Search code examples
c#filesearchscriptingsearch-engine

Text files to test the functionality of a search engine


In the purpose of practicing for an upcoming programming contest, I'm making a very basic search engine in C# that takes a query from the user (e.g. "Markov Decision Process") and searches through a couple of files to find the most relevant one to the query.

The application seems to be working (I used a term-document matrix algorithm).

But now I'd like to test the functionality of the search engine to see if it really is working properly.
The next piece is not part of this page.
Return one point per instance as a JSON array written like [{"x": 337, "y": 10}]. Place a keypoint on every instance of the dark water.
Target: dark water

I tried to take a couple of Wikipedia articles and saving them as .txt files and testing it out, but I just can't see if it's working fast enough (even with some timers).

My question is, is there a website that shows a couple of files to test a search engine on (along with the logically expected result)?

I'm testing with common sense so far, but it would be great to be sure of my results.

Also, how can I get a collection of .txt files (maybe 10 000+ files) about various subjects to see if my application runs fast enough?

I tried copying a few Wikipedia articles, but it would take way too much time to do. I also thought about making a script of some sort to do it for me, but I really don't know how to do that.

So, where can I find a lot of files with separated subjects?

Otherwise, how can I benchmark my application?

Note: I guess a simple big .txt file where each line represents a "file" about a subject would do the job too.


Solution

  • You can get wikipedia pages by using a recursive function and loading the html from every page linked to by one set page.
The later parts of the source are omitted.